Frank Everidge, who was hired in the press room in 1978, remembers Moody as a “mentor.”

“He kind of raised me up in the paper world. He was a great boss. A lot of good stories about that man,” he said.

Kelli Craft, an advertising representative for The Observer, got her start in 1995 when Moody offered her a part-time job after she moved back to Union County.
“He was just a good guy,” she said. “He was like a second dad to me at times.”

Don Powell, who was the advertising director at The Observer the entire time Moody was its publisher, also had words of praise for him.

“He was a great newspaperman and a wonderful friend,” he said.

Pat Caldwell, a La Grande native who got his start in journalism in 1991 as a sportswriter at The Observer, said Moody was “the last of a breed of unique Oregon newspapermen. He gave me my first opportunity based on nothing more than my eagerness. He took a chance, and I will always be grateful.”

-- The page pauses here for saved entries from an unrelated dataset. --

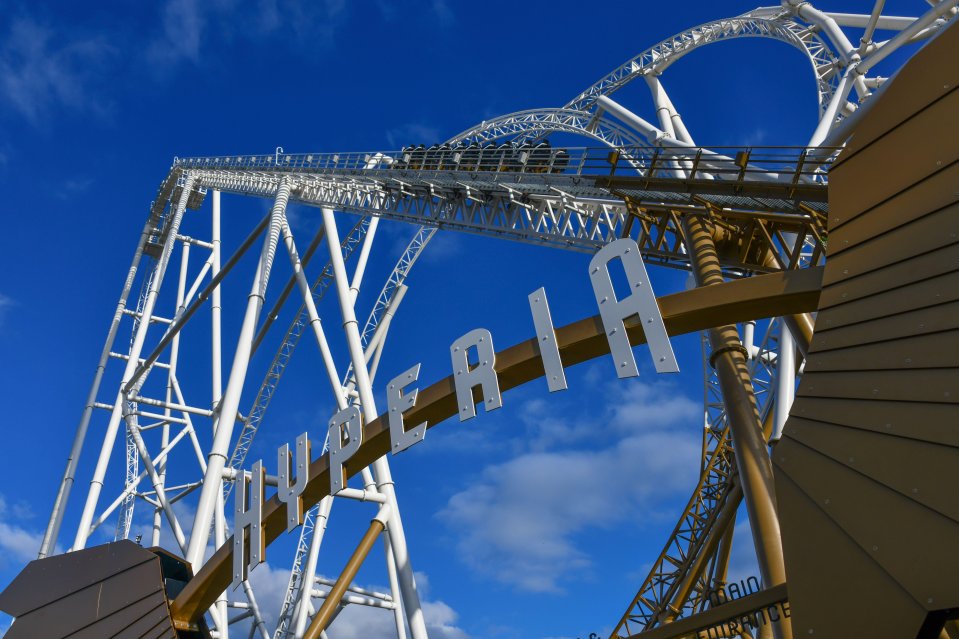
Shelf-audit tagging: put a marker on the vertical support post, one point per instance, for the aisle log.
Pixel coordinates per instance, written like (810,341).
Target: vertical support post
(752,457)
(364,257)
(395,589)
(171,376)
(411,600)
(785,382)
(69,474)
(230,404)
(216,376)
(109,438)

Brogoitti, who was hired shortly before Moody’s retirement in 1997, called Moody’s passing the “end of an era. For longtime employees of The Observer, Bob has always been thought of as the patriarch of our institution — retirement didn’t change that,” she said. “And honestly, I don’t think his passing will, either.”


Tim Seydel, Eastern Oregon University’s vice president for university advancement, recalls Moody not only as a pillar of both the community and the university, but an important figure at different points in his own life.

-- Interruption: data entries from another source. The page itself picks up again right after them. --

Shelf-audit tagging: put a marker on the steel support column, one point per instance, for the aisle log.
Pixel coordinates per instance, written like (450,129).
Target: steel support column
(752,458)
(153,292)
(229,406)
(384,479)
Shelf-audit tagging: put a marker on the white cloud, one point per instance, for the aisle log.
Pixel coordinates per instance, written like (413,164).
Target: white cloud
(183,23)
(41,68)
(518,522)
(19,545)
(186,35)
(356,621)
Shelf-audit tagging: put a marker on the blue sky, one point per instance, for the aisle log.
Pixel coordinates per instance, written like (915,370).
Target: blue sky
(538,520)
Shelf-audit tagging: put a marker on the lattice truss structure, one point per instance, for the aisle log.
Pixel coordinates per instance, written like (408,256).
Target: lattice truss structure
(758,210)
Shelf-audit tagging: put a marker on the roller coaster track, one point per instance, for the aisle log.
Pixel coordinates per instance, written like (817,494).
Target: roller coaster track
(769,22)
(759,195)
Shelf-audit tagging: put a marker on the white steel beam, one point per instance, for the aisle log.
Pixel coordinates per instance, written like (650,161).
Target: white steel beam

“I’m sad to hear when a leader like Moody passes away,” he said.

Seydel remembers delivering papers for The Observer as a child and seeing Moody in his office. Seydel recalls how impactful Moody was to journalism, especially when Seydel himself attended Eastern and was the editor of the student newspaper.

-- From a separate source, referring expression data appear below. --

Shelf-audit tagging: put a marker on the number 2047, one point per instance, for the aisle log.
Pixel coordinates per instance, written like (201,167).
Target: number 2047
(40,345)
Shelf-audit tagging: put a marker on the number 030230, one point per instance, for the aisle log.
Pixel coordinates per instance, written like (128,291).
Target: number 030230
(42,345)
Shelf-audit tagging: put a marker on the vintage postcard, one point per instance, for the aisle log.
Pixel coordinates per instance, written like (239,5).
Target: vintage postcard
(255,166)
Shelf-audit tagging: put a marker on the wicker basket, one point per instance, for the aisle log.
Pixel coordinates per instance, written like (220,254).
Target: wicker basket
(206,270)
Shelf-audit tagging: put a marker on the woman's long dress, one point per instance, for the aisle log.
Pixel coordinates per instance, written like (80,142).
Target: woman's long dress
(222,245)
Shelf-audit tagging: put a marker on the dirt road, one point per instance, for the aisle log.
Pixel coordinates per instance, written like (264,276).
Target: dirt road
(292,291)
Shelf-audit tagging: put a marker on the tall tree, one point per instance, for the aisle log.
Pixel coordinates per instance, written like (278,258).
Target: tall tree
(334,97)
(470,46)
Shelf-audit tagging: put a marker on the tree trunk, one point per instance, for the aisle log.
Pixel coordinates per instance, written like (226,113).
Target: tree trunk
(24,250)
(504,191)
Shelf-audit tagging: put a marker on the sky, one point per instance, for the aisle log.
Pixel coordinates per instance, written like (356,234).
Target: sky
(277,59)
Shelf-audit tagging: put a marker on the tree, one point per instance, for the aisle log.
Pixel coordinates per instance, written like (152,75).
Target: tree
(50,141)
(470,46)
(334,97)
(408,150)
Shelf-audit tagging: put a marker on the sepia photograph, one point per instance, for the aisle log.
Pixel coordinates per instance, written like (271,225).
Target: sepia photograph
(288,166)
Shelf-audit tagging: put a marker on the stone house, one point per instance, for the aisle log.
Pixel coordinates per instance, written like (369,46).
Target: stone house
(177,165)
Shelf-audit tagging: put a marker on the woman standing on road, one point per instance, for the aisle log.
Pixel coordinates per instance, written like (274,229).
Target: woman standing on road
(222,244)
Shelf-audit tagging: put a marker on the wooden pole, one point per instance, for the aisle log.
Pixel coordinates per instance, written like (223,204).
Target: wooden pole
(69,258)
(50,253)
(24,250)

Seydel said Moody played a significant role at the university and was instrumental in fundraising efforts for Eastern’s Foundation.

“He knew the value of a college education,” he said.

Moody, along with his wife, Bev, established an endowed scholarship through the EOU Foundation that helps single parents achieve their dream of a college education. He saw people who needed help and decided to help them, Seydel said.

“I’ve watched (over the years) that scholarship change people’s lives,” he said. “We see that parent walk across at graduation, often with a child waiting on the other side.”

Students who receive scholarships write letters of thanks after graduation, and according to Seydel, they often share their stories. Some recipients of the Bob and Bev Moody Scholarship are girls whose education had been disrupted by early parenthood or wives who had left abusive spouses.

“It’s hard to read those letters and not start crying,” Seydel said.

Moody was awarded the Dixie Lund Service Award in 2013, which recognizes individuals who have served Eastern in support of the goals and missions of the university. Lund served as interim president at EOU 2003-2004 and 2007-2009. She also served on the board of trustees.

During this time, she got to know Moody and saw firsthand his dedication to the university and his perceived approach to life.

“He always seemed to have a little bit of a smile on his face,” she said. “I could never imagine him with a cranky look.”


Moody was an active member of the Oregon Newspaper Publishers Association and the ON Foundation. He served as president of the ONPA board 1994-1995 and was president of the ON Foundation 1995-1996 and 1996-1997.

Moody became well known for his work in community service while in La Grande. He was a member of the Union County Chamber of Commerce, an active Boy Scout volunteer, a member of the Union County Youth Services Commission board and chair of the Union County Smoke Management Committee.

Moody was a member of the Eastern Oregon University Foundation’s executive board and a member of the La Grande Community Library Foundation.

He and his wife, Bev, who died Dec. 6, were married for 67 years. They would have celebrated their 68th wedding anniversary on Dec. 24.